The Irish formed a significant minority of the local population of Newcastle by the mid-nineteenth century, accounting for 8 percent of the local population by 1851. Although not as substantial as the Irish communities in Liverpool (22.3 percent) or Glasgow (18.2 percent), the Tyneside Irish played important roles in the local workforce. From the 1830s, for example, many Irish workers served as ‘navvies’ building the railways of the north-east. Irish labour also proved crucial in the building of the famous High Level Bridge connecting Newcastle and Gateshead. Early meetings of the Irish Home Rule Association were held in Newcastle in the 1870s, while the first ‘Irish club’ in the city was founded at Clayton Street in 1871.
Northumberland Street, Newcastle, 1980 (Newcastle Libraries/Flickr)
The Irish diaspora in Newcastle-upon-Tyne
The Newcastle Irish have a long history of engagement with municipal politics. In the 1870s, the Irish on Tyneside mostly supported the radical faction surrounding Joseph Cowen – a prominent Liberal who succeeded his father as Newcastle’s MP in 1874. In turn, Cowen advocated reform of land and church in Ireland. Cowen knew that the Irish immigrants’ backing would help the Liberals to maintain their fragile control of local politics. With a buoyant regional economy and relatively low immigration in general, a degree of class solidarity developed between Irish workers and their Geordie neighbours.
At the beginning of the First World War in 1914, young Irishmen responding to Lord Kitchener’s call for volunteers met at the Irish National Club in Clayton Street.

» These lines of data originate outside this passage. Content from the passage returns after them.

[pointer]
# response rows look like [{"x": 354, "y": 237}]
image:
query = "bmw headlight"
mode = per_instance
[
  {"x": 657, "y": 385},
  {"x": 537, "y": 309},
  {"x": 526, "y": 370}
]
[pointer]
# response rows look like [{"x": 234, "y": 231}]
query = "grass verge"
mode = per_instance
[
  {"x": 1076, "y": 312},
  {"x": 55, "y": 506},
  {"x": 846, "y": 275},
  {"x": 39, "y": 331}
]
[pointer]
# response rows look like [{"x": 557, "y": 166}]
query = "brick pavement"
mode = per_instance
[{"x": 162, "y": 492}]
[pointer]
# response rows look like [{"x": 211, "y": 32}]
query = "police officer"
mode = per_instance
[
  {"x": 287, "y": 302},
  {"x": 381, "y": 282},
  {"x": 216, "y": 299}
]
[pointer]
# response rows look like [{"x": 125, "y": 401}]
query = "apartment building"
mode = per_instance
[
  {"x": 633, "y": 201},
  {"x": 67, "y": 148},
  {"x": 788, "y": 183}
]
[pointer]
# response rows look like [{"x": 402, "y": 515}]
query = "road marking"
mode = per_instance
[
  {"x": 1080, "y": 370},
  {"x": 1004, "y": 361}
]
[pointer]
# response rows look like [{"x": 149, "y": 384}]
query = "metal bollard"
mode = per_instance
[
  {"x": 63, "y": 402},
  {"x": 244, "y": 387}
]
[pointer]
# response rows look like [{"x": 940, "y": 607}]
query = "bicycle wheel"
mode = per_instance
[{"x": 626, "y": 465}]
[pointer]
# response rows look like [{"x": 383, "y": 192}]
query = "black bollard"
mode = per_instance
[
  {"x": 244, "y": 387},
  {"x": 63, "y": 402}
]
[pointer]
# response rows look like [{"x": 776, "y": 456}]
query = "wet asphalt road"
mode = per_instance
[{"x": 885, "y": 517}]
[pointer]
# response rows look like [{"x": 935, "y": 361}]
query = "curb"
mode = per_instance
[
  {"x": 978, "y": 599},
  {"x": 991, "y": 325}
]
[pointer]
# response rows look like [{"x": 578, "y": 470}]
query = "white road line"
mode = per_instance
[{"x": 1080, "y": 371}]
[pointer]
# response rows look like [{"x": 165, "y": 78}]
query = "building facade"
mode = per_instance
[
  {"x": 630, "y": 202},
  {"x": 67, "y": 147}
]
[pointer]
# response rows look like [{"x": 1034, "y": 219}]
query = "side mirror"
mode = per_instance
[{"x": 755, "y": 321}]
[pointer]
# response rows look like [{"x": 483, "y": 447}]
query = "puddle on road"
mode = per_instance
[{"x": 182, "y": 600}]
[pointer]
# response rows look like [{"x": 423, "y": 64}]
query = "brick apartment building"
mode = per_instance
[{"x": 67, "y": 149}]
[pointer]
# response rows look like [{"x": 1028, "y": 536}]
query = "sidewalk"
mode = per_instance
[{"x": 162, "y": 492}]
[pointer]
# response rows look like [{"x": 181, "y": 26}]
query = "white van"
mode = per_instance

Together they formed the Tyneside Irish Brigade. In total, more than 5,000 men served in the brigade. More than half of those were killed in action during the First World War, many at the Somme in July 1916. Through commemoration events and public debates, the Brigade has remained prominent among the motifs of the Irish on Tyneside.
Since the 1980s, the Tyneside Irish Centre on Gallowgate, near St James’ Park, has been an Irish community social hub as well as a thriving centre for music, sport, education, and political debate. In 1987, volunteers organised the city’s first Irish festival, instituting a tradition which continues to thrive. The Irish community in the north-east is the fourth most concentrated in England, behind only London, the north-west, and Yorkshire.
Leftists and trade unionists on Tyneside cooperated with Irish emigrants on a host of political issues pertaining to Britain’s role in Northern Ireland. For example, in the late 1980s, feminists, humanitarians, and trade unionists across the north-east campaigned around jail conditions for IRA prisoners held in Durham. Activists inside and outside the Irish diaspora jointly fulminated against strip-searching of republican women, and called for their repatriation.